On part de ce qui existe déjà, pour essayer de trouver une explication logique dont la conclusion sera... ce qui existe déjà. Avec comme prétention tout de même, au passage, de pouvoir interpoler sur l'avenir. Le problème s'avère encore plus épineux que le grand exercice de commun avec la physique de négliger tous les phénomènes qui ne plaisent pas trop pour mieux faire rentrer la réalité dans son moule -- le "modèle économique". En effet, on relève quelque peu de la théorie du chaos : non seulement ne peut-on connaître tout ce qui se passe en un instant et permettant de tout savoir sans négligence pour une meilleure prévision, mais en plus la prévision elle-même aura des effets sur ce que l'on voulait justement prévoir. Les annonces des gouvernements sont là pour nous prouver que manifestement ils doivent mentir pour notre bien, sinon "la panique s'empare des marchés" (ce sont des petites choses, ces traders). Et la preuve encore plus éclatante se trouve encore chez Laurent, dans ses commentaires, où quelques analystes financiers déclarent qu'ils ont pour leur part les bonnes informations (que le gouvernement a ?), mais qu'ils ne les commnique surtout pas (ce serait d'ailleurs une faute grave). Outre le fait que je ne sais pas trop pourquoi tout à coup EDF recrute autant de centraliens pour son pôle finance (et ça n'a pas l'air très très passionnant), voilà quelque chose de fort, pour cette science économique : les sachants potentiels ne peuvent rien dire. Ont-ils des modèles plus perfectionnés que les nobelisés ? (d'ailleurs, ils se gaussent un peu des journalistes et économistes qui racontent n'importe quoi, d'après eux) Comment ont-ils des informations de meilleure tenue que les journalistes ? (espionnent-ils les banques ? Toutes les industries ?) Dans tous les cas, nous ne saurons rien des sachants, qui manifestement ne travaillent pas pour les banques, tellement ils ont rien vu venir -- ça au moins, c'est sûr (ou alors ils avaient prévu que les États prendraient tout en charge de leur poche, mais c'est de l'art divinatoire !). Finalement, nous, pauvres péquins, sommes condamnés à l'ignorance et la spéculation (pas boursière, divinatoire de l'état du monde).
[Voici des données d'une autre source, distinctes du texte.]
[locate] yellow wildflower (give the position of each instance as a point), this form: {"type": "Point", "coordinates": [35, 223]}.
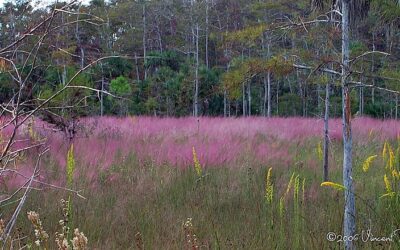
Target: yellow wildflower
{"type": "Point", "coordinates": [333, 185]}
{"type": "Point", "coordinates": [368, 162]}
Finalement, c'est franchement désespérant, l'économie, surtout en ce moment. C'est pire encore que la physique, qui a radicalement changé de théorie on ne sait combien de fois (sans compter que les physiciens sont tout de même d'une manière générale d'un niveau intellectuel plus élevés, et scientifiquement plus rigoureux, même si ce ne sont pas des mathématiciens, loin de là). Alors quand on y pense, on se dit que tout ça, c'est de la merde, que mes sous n'iront pas nourrir le systèmes mais des artisans et des artistes (ces temps-ci des couturiers et des musiciens, des maçons dès que la "crise-rerépartisseuse-de-richesse" aura fait son boulot), basiquement, tranquillement. Tiens, le temps que je relise (en survolant) ce billet avant publication, je vois qu'Alexandre a publié un artcile sur le hasard ; soit que l'économie est du hasard, soit que l'inexistence d'icelui dans la nature le confère à notre théorie du chaos évoquée ci-dessus ; d'ailleurs il le dit fort bien, trop de paramètres à prendre en compte, plus un facteur socio-psychologique de réaction loin d'être toujours rationnelle. Face au hasard, nous serions désarmés : tout à fait, c'est bien ce que j'écrivais. Maintenant, comme le dit l'article en question, si les actions rapportent, personnellement, mon petit millier d'Euros placé il y a une dizaine d'année (j'étais jeune, j'ai une excuse) en assurance vie a clairement fondu depuis ce temps, et je crois même qu'il a dû disparaître totalement la semaine dernière (on m'avait bien dit qu'il fallait l'oublier...). Et en tant que jeune, cet argent-là, c'est une bonne partie de ce que j'avais pu mettre de côté durant des années d'argent de poche, d'anniversaires, et de Noël ; maintenant, je bosse un mois, c'est ce que je peux épargner (ce que je ne fais pas, certes). Je préfère ça : travailler pour avoir salaire. C'est encore mon côté gauchiste, on me le pardonnera surement (et puis je ne suis pas beaucoup plus vieux qu'il y a dix ans, techniquement).